- 露理「あ そういえば多分
- ジャスティスがあなたの事
- 探してるわよ」
- ジャスティス(星に)「やぁ…キミに
- いいものを渡そう」
-『ドージンワーク』1巻108ページ(ヒロユキ/芳文社 まんがタイムKRコミックス)兼用法は、1つの単語をつかって、種類や性質の大きく違うことばを結びつけるレトリックです。1つだけあることばが、片方ではたらいている意味と、もう一方ではたらいている意味とで異なることになります。とくに「本来の意味」と「比喩の意味」とを兼ねているばあいを指すことが、多くあります。
「くびき語法」の手順で、ことばをくくり出す
- 基本的なことばの操作は、単純な「
くびき語法」のルールと同じです。手を加えないで書くと共通することになることばを、1つにまとめるということです。数学でいう、「カッコでくくる」という作業に似ています。
- :結びつける、つなげる、つなぐ、つなぎ合わせる、接続、共通因子、共通項、カッコでくくる、くくりだす、支配、束ねる、くびき語法
関わりあっているそれぞれの表現ごとに、意味が別々になるようにする
- ただし、単純な「
くびき語法」とは大きく違ったところがあります。それは、関わりあっているそれぞれの表現ごとに、意味が別々になるということです。つまり、結びついている片方で持っていた意味と、もう一方で持っていた意味とが異なっているということです。
- :意味が合わない、意味が一致しない、異なった意味、違う意味、違った意味、別の意味、別個の意味、別々の意味、意味的に異なる、意味の相違、意味を兼ねる、意味を兼用する、2役を演じる、2つの意味
1つの語の中に、意味が入り組んでいるということになる
- すぐ上に書いたことを、いいかえれば。2つの語に結びついている、くびきの元となっている1つの語。

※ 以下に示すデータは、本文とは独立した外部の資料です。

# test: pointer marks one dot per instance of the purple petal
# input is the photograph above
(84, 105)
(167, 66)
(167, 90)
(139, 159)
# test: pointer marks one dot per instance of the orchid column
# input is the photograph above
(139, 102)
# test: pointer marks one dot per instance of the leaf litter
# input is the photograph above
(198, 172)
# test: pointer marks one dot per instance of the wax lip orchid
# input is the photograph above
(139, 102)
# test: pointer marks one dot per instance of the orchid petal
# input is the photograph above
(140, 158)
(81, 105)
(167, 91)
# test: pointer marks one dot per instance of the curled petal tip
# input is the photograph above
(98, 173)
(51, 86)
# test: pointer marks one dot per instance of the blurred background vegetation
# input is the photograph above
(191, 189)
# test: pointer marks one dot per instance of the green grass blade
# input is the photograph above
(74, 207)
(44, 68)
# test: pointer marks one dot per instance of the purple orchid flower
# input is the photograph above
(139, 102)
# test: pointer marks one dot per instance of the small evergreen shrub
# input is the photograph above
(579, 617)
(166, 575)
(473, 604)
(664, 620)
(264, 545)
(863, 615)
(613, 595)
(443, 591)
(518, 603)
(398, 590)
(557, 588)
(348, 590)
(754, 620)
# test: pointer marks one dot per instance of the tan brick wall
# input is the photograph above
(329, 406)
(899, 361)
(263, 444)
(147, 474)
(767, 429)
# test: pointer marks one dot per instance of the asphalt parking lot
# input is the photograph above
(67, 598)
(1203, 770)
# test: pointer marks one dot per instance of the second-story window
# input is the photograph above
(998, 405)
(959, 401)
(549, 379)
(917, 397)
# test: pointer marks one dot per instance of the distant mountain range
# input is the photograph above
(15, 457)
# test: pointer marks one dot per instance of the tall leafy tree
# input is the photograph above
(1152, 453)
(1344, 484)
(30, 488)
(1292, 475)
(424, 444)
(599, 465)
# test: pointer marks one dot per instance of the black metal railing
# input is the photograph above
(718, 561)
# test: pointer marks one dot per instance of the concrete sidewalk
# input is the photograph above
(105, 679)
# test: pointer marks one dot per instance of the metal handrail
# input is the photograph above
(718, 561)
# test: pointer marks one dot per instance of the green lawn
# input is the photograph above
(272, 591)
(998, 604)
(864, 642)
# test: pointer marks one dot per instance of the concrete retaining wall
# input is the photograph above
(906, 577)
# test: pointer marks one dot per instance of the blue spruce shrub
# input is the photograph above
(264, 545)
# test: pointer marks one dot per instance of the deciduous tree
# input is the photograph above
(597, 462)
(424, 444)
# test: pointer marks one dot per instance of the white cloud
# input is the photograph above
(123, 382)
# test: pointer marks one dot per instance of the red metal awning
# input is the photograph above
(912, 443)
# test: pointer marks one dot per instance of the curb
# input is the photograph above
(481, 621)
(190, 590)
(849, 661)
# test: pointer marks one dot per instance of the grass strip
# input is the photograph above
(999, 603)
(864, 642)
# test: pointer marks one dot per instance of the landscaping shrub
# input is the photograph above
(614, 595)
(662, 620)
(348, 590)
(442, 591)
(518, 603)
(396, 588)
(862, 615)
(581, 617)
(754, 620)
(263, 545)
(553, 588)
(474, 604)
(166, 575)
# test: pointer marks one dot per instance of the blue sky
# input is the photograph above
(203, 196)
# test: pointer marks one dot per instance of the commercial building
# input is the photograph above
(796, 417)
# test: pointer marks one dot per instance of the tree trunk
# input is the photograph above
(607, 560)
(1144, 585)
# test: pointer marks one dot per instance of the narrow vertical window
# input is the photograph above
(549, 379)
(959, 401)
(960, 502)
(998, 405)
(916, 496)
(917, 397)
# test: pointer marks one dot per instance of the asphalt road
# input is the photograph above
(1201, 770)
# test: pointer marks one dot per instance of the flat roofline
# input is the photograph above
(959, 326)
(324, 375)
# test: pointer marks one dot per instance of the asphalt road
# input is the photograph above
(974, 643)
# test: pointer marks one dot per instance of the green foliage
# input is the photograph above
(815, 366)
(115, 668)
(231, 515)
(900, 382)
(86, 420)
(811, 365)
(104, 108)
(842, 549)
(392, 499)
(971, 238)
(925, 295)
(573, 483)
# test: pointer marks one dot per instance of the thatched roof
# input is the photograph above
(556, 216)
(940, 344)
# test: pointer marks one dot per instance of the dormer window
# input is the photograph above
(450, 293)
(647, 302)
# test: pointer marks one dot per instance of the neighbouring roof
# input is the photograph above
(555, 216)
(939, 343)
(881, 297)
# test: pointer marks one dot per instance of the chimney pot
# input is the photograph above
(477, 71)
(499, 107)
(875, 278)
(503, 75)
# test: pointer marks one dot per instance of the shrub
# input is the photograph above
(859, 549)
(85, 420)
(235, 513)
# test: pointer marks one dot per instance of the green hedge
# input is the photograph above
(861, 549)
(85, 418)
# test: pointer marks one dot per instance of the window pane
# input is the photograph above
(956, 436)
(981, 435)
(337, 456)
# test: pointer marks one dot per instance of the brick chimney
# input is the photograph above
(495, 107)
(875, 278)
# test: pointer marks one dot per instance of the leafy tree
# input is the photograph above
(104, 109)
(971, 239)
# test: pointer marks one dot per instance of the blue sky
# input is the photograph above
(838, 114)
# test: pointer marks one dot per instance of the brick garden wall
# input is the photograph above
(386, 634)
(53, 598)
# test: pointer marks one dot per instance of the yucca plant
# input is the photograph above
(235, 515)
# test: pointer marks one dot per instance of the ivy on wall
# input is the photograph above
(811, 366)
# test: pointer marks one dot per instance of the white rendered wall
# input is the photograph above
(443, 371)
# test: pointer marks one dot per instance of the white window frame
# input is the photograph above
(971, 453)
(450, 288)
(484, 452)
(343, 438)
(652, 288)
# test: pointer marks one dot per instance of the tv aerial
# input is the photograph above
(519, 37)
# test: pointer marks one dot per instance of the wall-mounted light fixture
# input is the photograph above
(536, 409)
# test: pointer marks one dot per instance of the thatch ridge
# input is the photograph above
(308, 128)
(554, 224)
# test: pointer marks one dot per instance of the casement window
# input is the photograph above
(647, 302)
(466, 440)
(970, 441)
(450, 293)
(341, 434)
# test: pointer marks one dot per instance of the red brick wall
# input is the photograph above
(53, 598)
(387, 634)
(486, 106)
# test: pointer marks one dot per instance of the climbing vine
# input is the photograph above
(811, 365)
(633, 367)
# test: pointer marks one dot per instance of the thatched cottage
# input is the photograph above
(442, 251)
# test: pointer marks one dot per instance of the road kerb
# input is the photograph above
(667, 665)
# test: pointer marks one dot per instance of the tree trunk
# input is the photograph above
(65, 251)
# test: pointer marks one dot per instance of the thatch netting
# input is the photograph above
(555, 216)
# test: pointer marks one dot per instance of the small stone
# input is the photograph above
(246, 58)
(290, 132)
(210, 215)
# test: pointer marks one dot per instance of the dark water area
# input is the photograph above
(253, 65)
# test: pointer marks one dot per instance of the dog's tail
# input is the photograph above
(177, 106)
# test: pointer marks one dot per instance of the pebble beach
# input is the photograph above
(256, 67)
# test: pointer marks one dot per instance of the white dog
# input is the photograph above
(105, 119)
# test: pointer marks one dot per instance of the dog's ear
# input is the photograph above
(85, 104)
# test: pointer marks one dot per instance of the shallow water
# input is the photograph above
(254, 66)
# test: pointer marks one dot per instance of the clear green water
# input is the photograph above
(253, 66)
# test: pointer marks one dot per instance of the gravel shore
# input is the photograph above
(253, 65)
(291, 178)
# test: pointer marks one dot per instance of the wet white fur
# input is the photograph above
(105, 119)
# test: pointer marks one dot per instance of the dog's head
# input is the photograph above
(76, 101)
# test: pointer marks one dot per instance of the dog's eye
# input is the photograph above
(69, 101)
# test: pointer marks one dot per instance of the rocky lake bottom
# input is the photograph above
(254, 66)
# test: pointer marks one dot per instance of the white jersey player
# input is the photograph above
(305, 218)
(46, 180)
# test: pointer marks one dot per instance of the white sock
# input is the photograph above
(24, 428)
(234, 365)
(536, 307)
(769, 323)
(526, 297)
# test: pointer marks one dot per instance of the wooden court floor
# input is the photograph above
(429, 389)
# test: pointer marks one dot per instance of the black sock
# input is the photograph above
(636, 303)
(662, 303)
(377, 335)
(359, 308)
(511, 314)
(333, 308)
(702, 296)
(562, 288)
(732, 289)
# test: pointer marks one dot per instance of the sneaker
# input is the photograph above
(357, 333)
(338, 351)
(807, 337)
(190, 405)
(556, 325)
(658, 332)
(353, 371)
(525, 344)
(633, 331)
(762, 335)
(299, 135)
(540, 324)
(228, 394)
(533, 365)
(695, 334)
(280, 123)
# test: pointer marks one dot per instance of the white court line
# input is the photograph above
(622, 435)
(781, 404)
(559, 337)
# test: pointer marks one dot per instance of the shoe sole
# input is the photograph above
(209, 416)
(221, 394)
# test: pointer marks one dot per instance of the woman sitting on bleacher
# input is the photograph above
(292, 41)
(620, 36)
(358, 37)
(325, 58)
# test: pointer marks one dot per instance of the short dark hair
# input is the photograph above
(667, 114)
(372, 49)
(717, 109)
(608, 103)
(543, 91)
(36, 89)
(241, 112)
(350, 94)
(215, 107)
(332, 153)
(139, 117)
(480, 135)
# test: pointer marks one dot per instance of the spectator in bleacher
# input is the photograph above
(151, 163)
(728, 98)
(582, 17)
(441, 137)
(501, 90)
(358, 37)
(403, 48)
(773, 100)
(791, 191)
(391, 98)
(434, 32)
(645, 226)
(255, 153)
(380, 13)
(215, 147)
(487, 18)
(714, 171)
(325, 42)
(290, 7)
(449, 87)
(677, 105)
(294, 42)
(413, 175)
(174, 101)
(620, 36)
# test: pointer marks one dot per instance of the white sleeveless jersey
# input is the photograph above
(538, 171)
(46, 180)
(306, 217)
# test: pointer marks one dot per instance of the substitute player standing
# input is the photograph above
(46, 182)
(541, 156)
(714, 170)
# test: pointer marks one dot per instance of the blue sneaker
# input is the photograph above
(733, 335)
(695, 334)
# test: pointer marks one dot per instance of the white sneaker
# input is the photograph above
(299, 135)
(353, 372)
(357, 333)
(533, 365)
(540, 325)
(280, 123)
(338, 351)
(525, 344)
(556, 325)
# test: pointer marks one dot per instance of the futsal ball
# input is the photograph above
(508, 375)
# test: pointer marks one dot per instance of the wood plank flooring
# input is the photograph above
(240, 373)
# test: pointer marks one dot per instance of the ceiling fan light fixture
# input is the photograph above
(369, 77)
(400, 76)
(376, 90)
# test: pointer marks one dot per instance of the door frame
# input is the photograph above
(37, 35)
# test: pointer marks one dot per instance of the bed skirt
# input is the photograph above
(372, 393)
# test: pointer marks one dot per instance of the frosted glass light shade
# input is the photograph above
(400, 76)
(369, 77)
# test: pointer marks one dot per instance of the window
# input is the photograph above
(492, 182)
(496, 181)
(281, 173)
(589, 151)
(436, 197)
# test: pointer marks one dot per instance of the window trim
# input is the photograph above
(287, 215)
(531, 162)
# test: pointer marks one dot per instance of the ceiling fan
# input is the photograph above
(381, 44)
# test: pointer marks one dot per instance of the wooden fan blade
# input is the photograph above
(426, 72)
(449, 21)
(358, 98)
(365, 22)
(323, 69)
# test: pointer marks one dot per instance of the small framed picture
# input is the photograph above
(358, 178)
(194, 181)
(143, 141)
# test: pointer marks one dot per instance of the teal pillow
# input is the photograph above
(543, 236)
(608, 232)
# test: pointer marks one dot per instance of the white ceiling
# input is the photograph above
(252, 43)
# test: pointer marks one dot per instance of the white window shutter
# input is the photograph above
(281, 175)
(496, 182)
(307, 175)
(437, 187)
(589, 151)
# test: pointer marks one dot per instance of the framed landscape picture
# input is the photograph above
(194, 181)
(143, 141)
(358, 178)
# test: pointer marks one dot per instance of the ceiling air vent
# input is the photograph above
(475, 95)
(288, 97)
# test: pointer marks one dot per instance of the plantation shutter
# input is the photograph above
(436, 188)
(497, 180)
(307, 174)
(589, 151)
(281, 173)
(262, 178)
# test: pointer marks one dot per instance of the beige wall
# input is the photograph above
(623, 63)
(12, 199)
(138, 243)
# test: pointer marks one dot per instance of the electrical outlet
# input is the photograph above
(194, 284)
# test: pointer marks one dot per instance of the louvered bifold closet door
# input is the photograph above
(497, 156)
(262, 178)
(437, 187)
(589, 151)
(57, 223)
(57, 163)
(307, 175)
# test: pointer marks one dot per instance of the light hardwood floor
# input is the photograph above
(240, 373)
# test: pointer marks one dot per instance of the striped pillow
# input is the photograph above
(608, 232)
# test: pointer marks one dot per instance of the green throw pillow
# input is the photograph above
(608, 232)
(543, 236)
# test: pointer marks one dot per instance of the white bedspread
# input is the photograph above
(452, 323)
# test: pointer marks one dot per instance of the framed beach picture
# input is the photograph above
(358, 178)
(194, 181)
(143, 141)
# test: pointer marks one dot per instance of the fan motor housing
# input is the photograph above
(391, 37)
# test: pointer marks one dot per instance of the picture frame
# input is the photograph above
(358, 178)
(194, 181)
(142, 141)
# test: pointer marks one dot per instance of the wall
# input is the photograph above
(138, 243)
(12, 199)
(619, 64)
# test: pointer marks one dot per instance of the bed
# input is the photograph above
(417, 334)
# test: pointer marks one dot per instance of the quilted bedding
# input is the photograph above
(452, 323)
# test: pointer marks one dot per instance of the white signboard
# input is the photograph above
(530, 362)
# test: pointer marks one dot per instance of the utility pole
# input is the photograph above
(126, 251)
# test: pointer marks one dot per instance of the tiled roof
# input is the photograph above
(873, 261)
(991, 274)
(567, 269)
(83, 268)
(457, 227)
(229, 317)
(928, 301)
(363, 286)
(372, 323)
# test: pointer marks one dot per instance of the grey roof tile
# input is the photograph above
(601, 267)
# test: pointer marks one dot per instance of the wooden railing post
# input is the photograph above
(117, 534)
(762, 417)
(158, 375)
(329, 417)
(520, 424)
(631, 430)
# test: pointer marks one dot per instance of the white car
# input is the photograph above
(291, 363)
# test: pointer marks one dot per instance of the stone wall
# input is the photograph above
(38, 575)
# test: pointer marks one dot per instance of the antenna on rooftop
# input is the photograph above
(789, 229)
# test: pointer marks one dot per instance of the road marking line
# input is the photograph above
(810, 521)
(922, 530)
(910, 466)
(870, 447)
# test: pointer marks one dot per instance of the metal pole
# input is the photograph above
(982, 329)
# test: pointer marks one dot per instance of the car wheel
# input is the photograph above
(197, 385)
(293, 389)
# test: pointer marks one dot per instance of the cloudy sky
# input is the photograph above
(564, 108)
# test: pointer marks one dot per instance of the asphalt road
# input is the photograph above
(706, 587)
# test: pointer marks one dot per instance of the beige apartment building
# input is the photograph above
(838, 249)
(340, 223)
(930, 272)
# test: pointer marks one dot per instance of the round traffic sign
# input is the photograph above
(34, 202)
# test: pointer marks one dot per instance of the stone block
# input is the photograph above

この1つの語の中に、意味が入り組んで錯綜しているということができます。
- :(意味が/意味論的に/意味の結びつきが)錯綜した、交錯した、入り込んだ、入り組んだ、入り乱れた、からまった、こんがらがった、もつれる、もつれ込む、ごたつく、こじれる
とくに、「本来の意味」と「比喩の意味」との結びつきを指すことが多い
- 「兼用法」というレトリック用語。これは多くのばあい、「本来の意味」と「比喩の意味」とが結びついているばあいを指すことになります。 というのは意味が大きく異なるように、くくり出す。そのためには、どうしても「文字通りの意味」にたいして、「比喩としての意味」という関係になりやすいからです。くわしくは【2.「本来の意味」と「比喩の意味」との結びつき】の項目をご覧ください。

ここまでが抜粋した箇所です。